President Donald Trump is proposing slashing billions in federal funding that helps heavily minority urban communities — just months after appealing on the campaign trail to residents of cities like Detroit, asking, "What the hell do you have to lose?"
Released Thursday, the budget calls for $6.2 billion of cuts to the nation's Housing and Urban Development agency, putting the already strapped federal housing authority under even bigger strain.
The reductions come in a spending plan designed specifically to keep the president's many promises — "if he said it on the campaign, it's in the budget," Budget Director Mick Mulvaney told reporters Wednesday — and one that advocates say will have disastrous effects in the largely African-American communities that Trump promised he'd "fix."
The administration's "America First" budget blueprint is quick to note that there's still $35 billion left for HUD's other programs, and argues that local governments and private groups need to handle their own urban development programs.
"The impact of this budget is there's going to be more people who are homeless, who are living in substandard housing, or struggling to pay rent," Mary Cunningham, co-director of the Urban Institute's Metropolitan Housing and Communities Center, told NBC News. "This budget does not outline a plan to fix the inner cities — it does the opposite. It cuts money that cities rely on."

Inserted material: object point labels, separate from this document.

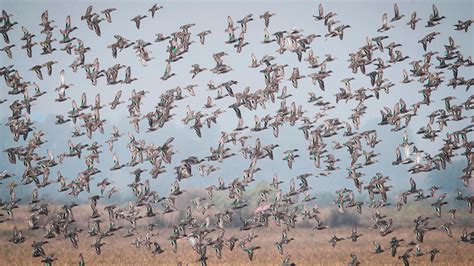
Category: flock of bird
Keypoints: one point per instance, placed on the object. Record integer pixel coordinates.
(277, 204)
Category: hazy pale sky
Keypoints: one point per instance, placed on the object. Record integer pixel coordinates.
(363, 16)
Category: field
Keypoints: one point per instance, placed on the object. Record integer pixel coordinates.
(310, 247)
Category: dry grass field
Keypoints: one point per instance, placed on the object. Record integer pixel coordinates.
(310, 247)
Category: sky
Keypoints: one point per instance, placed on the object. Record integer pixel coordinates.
(364, 17)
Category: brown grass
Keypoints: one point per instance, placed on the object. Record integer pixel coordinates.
(309, 248)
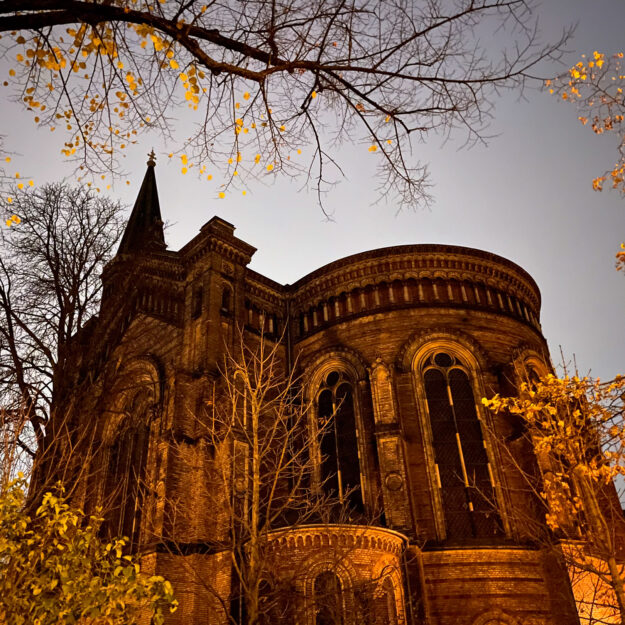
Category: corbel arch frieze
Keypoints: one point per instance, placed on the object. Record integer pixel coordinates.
(494, 617)
(462, 343)
(524, 356)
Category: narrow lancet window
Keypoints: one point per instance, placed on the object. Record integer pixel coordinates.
(340, 465)
(462, 465)
(328, 599)
(126, 483)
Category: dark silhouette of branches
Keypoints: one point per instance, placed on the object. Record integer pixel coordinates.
(50, 267)
(273, 86)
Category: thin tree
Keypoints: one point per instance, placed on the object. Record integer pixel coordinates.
(263, 482)
(50, 267)
(273, 86)
(576, 428)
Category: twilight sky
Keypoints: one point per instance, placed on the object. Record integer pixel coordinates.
(526, 196)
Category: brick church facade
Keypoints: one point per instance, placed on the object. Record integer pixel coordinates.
(398, 346)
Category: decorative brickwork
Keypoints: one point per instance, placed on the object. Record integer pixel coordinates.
(414, 333)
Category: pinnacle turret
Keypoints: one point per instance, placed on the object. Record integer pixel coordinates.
(144, 231)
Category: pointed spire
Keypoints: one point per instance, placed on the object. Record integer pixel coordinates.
(144, 230)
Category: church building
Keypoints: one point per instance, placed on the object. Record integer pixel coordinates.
(393, 349)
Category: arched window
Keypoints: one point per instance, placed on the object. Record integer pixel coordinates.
(126, 474)
(328, 599)
(464, 474)
(387, 607)
(226, 299)
(340, 466)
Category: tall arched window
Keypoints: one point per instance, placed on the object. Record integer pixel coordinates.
(126, 478)
(340, 466)
(387, 607)
(464, 474)
(328, 599)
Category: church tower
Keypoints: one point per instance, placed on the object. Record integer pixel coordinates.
(394, 349)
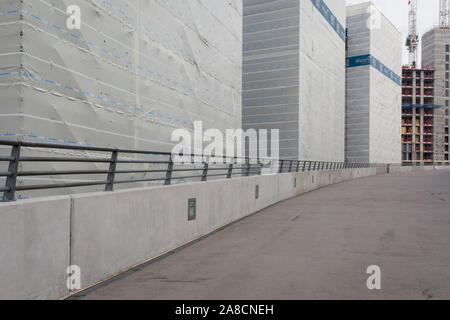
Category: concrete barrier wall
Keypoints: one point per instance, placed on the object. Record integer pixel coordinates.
(108, 233)
(34, 248)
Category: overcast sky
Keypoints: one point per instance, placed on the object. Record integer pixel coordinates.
(398, 11)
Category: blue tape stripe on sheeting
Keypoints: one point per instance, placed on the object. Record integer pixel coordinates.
(366, 60)
(330, 17)
(410, 106)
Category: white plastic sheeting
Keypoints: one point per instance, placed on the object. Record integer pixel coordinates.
(137, 70)
(373, 99)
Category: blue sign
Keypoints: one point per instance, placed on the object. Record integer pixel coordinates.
(367, 59)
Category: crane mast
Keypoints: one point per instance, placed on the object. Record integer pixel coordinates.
(412, 42)
(443, 14)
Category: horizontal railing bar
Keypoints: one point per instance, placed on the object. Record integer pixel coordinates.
(139, 181)
(59, 173)
(141, 162)
(60, 185)
(217, 175)
(188, 177)
(49, 159)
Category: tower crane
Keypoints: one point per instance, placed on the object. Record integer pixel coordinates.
(412, 42)
(443, 14)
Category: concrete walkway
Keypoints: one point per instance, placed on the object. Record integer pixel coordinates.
(316, 246)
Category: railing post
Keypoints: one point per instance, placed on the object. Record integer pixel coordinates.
(13, 170)
(205, 171)
(169, 172)
(247, 169)
(112, 171)
(230, 171)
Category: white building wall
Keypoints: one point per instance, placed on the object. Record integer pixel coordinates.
(135, 71)
(322, 81)
(294, 75)
(373, 91)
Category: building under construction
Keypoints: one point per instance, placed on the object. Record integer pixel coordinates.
(418, 118)
(294, 75)
(436, 54)
(373, 86)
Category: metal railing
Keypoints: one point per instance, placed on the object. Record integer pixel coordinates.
(231, 167)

Trump's budget also eliminates the $3 billion Community Development Block Grant (CDBG) program, which lets communities allocate federal funds toward housing and community projects that bolster and create affordable housing and jobs. It's designed to help the low and moderate-income families, and prevent blight in cities like Detroit, which will see $33 million less funding next if the cut is approved. In the past, those funds have been used to repair or demolish blighted homes and pay for homeless shelters.
Consider an old, boarded up former Masonic Moose lodge in southwest Detroit: The Urban Neighborhood Initiative is redeveloping the 7,000 square foot space into a community center to house youth employment and apprenticeship programs, a legal aid office office, and more. A CDBG grant paid for roughly a quarter of the project, the Lawndale Center, according to the group.
Perhaps more importantly, UNI's Executive Director Christine Bell said that federal investment and support attracted other funds for the project, which is on a walking path to a local elementary school. It will serve the 6,000 Detroit residents under 18 who live near the center.
"This money is essential to ensuring that these neighborhoods don't fall apart," Bell said. "If you take away safe places [for children] to stay while parents have to work two jobs, you're creating more trauma."
Bell said she wants to ask Trump how he intends to boost the communities he campaigned on fixing.
"If this is your strategy, what next?" she asked. "How are you going to ensure that states are able to do this?"
The administration argues the CDBG program "is not well-targeted to the poorest populations and has not demonstrated results" and calls for the state and local government to take over such funding.
To slash an additional 1.1 billion from the HUD budget, Trump's proposal eliminates the HOME Investment Partnerships Program, the Choice Neighborhoods program, and the Self-help Homeownership Opportunity program, SHOP. The administration calls these "lower priority programs."
HOME is the largest federal block grant creating affordable housing, by funneling grants to states and local nonprofits to help low-income families rent, buy, or repair affordable homes in the community, offering up aid like loans and security deposits.
A signature urban development program from the Obama administration, Choice Neighborhoods, redevelops properties and distressed housing to turn around troubled neighborhoods by developing high-quality mixed-income housing and rehabilitating low-income housing.
SHOP awards grants to non-profits like that buy home sites to be developed into affordable housing, allowing low-income individuals to invest sweat equity in building and repairing low-income homes.
Also on the chopping block?
The Low Income Heating Assistance program that helps heats the homes of the disabled, elderly and families with young children, which the administration argues hasn't demonstrated its efficacy. In the 2011 fiscal year, at peak funding of the program, nearly 9 million homes — 23 million people — received assistance, including 1.8 million veteran homes.
Section 4 Community Development will also see 35 million less in funding, meaning there's less block grants for nonprofits that do affordable housing and economic development like Habitat for Humanity.
"This program is duplicative," the administration's budget proposal writes.